Two seniors, Dylan Royer (6'1" 190 lbs.) and Chris O'Brien (6'4" 210 lbs.), make up the rest of the backcourt for Cal Poly. Royer is the primary three-point threat on the squad and O'Brien isn't far behind. Still, they are a combined 14-37 from the floor, which isn't exactly earth shattering. O'Brien is more of a slasher and has been a perfect 10-10 from the free throw line this season. While Royer doesn't get to the foul line much, he too is perfect from ten feet.
Junior Kyle Odister (6'0" 175 lbs.), freshman Reese Morgan (6'2" 195 lbs.) and senior Drake U'u (6'5" 210 lbs.) are the direct back-ups to Johnson, Royer and O'Brien respectively. Not one is a very good shooter and, although they should all play double-digit minutes, the Cal Poly offense, which isn't good to begin with, truly suffers.
While the Bruins appear to be a team that would like to play more of a transition game, both Georgetown and Georgia successfully slowed them down. Further, the Bruins really struggled with the length of Georgetown's zone and relative quickness of Georgia's. If anything, Cal Poly is better at slowing down the game than either George-related team and they are a smart man and zone defensive team. Don't misunderstand; Cal Poly seriously lacks athleticism, but they will do several things that will cause the Bruins some headaches.
First, Cal Poly is going to take very good care of the ball. One of the easiest and most successful ways to initiate transition offense is to force the opponent to turn over the ball. The Mustangs average slightly more than 7 TPG, which is very good. UCLA will almost assuredly going to play man defense, which means that Cal Poly should find taking care of the ball relatively easy. That's because the Bruins are a mess right now defensively when they play man. Some of this can be attributed to UCLA playing four freshmen extensive minutes, while some can also be attributed to UCLA having yet to play a game with a full roster, thanks to injuries. However, while those things can improve, the reality is this UCLA team is not laterally quick and has yet to show at least the defensive work ethic to make its man defense even average. In fact, the Bruins would probably hold the Mustangs to less than 40 points if Howland would employ a zone defense even some of the game; Cal Poly is that poor of a shooting team. Lastly, a trapping zone, like a 1-2-2 with Kyle Anderson at the top, would more than likely utilize the strengths of the Bruin roster, namely its length, in such a way as to cause turnovers and get some easy transition points.

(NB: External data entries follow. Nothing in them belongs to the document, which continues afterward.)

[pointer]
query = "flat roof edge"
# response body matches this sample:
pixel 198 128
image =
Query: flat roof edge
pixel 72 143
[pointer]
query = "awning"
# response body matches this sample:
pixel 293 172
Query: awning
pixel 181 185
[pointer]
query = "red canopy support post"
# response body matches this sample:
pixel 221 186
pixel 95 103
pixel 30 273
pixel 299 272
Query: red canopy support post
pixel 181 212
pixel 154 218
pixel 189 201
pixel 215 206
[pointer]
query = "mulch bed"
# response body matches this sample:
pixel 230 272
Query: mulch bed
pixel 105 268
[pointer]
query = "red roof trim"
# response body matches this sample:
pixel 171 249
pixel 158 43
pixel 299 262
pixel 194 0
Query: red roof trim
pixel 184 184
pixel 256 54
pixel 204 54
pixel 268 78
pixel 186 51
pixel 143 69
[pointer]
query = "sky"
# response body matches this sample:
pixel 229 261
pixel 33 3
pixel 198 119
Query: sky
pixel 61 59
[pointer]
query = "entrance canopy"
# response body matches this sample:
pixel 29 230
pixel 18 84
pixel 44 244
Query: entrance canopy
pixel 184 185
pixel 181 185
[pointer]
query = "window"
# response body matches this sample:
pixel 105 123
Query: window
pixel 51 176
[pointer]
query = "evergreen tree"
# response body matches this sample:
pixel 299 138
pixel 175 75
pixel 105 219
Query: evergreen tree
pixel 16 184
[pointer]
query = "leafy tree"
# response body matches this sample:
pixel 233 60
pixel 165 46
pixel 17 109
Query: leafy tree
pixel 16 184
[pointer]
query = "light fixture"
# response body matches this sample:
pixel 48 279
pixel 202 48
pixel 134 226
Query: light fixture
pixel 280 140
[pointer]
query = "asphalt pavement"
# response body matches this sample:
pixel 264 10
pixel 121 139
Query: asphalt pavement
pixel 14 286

The Mustangs will make the Bruins work on offense, especially when Callero decides to run a zone. UCLA needs to work their zone offense in this game because the Bruins will certainly see some zone later this week against both Northridge and San Diego State. The Bruins will find that they can collectively shoot over Cal Poly's zone easily, but that won't help the Bruins later in the season. This is the perfect game for the Bruins to really work the ball inside, both to the free throw line and to the short corner. Lastly, the offensive ball movement needs to improve both in decision-making and in pace. The Bruins were entirely too slow in their zone offense in New York.
The Bruins will beat Cal Poly because the Mustangs and their lack of size simply don't present much of a match-up issue for the Bruins. This is one of those cupcake games that many high major teams feast on at the beginning of every basketball season. However, this game can truly be a positive for the Bruins if they use it as a way to practice in the areas they failed so badly in New York. The Bruins have to use this game for growth because a victory over the Mustangs isn't going to impress anyone or the RPI computers.
The outcome is about as certain as a game can get. The facet to take out of this game is whether or not the Bruins simply rely on the overall talent disparity between themselves and the Mustangs or if they truly work on the areas of the game that they as individuals and collectively as a team need to improve upon before next Saturday's Aztec game. A 20-point victory will mean a great deal more to the Bruins in the long run than a 40-point victory if the Bruins actually learn something from it.